Okay, so I was right. It really was too soon for me to be reading The Adventures of Sherlock Holmes again.
As I mentioned in the video, the last time I read Sir Arthur Conan Doyle's collection of stories about the world's most famous detective was less than six months ago. I had a funny feeling that reading it again so soon would result in a significant loss of mystery from the tales, with my previous knowledge being fresh enough that I could second guess the answers sooner than I otherwise might have. In the case of almost every story, I had the answer almost as readily as Holmes himself, and I must confess, that killed the enjoyment for me a little bit. So much of the joy is in trying (and inevitably failing) to match wits with the Brain from 221B Baker Street.

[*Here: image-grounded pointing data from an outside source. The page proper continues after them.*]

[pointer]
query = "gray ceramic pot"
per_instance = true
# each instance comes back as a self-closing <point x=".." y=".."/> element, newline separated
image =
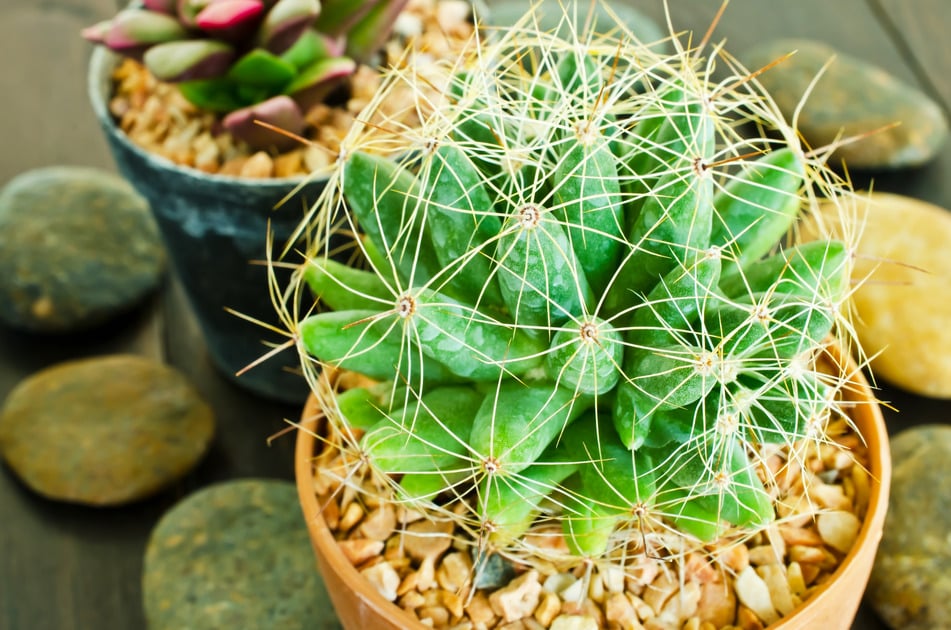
<point x="214" y="227"/>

Don't get me wrong - I still love Doyle's flair for the written word, with description that makes Victorian London both entrancingly beautiful and incredibly sinister all at once. I picked up clues I had missed on my first reading. Overall, it was not a bad reading experience.
But the loss of the mystery, the decline in the thrill of the chase, really impacted on my feelings about the book this time around. Rather than rollicking along with my own theories, hoping I was right, being intensely puzzled by the way Holmes was drawing his conclusions, I was feeling cocky, recalling the basic gist of each case's resolution, even if my memory hadn't stored all the finer details. It became frustrating, leaving me wishing I was already onto the next story, in the hope that it might be one I didn't remember. It really was all too fresh.
And that's really what I've taken away from this reading - Sherlock Holmes IS brilliant, but he's that much more brilliant after an particularly extended break.
After all, being around somebody that amazingly brainy all the time is horribly tiring.